I'm trying to create edges between vertices based on matching the value of a property in each vertex, making what is currently an implied relationship into an explicit relationship. I've been unsuccessful in writing a gremlin traversal that will match up related vertices.
Specifically, given the following graph:
g = TinkerGraph.open().traversal()
g.addV('person').property('name','alice')
g.addV('person').property('name','bob').property('spouse','carol')
g.addV('person').property('name','carol')
g.addV('person').property('name','dave').property('spouse', 'alice')
I was hoping I could create a spouse_of relation using the following
> g.V().has('spouse').as('x')
.V().has('name', select('x').by('spouse'))

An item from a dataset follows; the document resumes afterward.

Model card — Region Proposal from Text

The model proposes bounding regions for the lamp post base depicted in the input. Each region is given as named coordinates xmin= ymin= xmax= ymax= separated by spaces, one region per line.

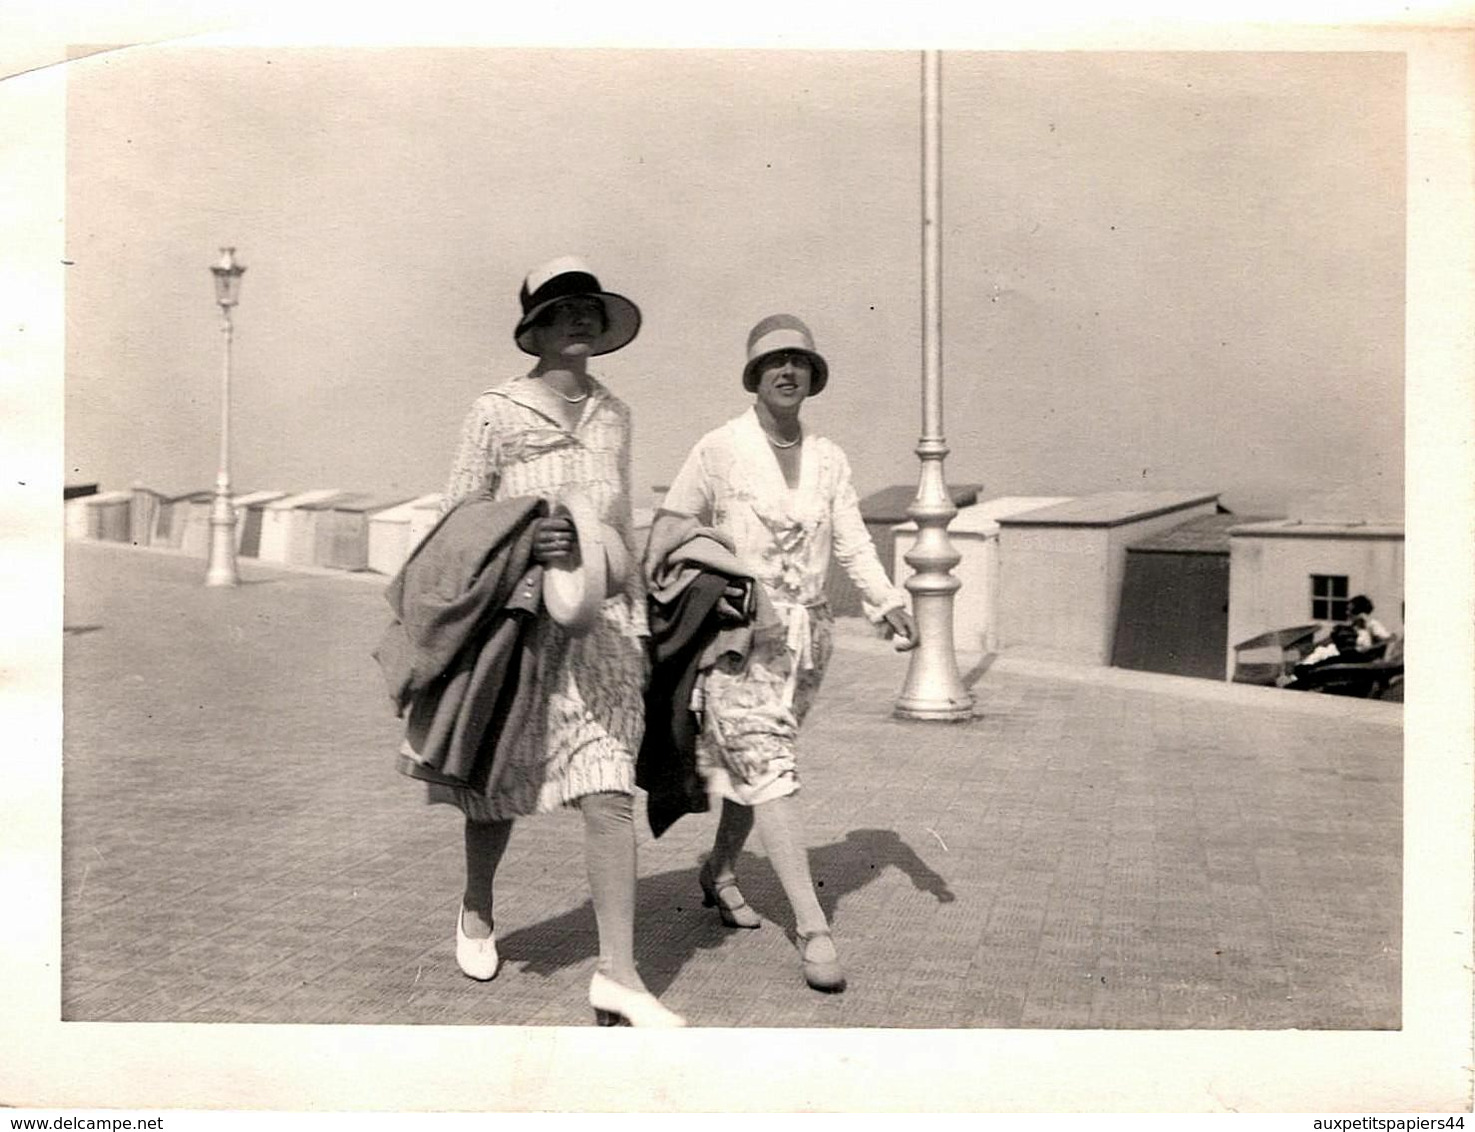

.addE('spouse_of').from('x')
but instead of creating one edge from bob to carol and another edge from dave to alice, bob and dave each end up with spouse_of edges to all of the vertices (including themselves):
> g.V().out('spouse_of').path().by('name')
==>[bob,alice]
==>[bob,bob]
==>[bob,carol]
==>[bob,dave]
==>[dave,carol]
==>[dave,dave]
==>[dave,alice]
==>[dave,bob]
It almost seems as if the has filter isn't being applied, or, to use RDBMS terms, as if I'm ending up with an "outer join" instead of the "inner join" I'd intended.
Any suggestions? Am I overlooking something trivial or profound (local vs global scope, perhaps)? Is there any way of accomplishing this in a single traversal query, or do I have to iterate through g.has('spouse') and create edges individually?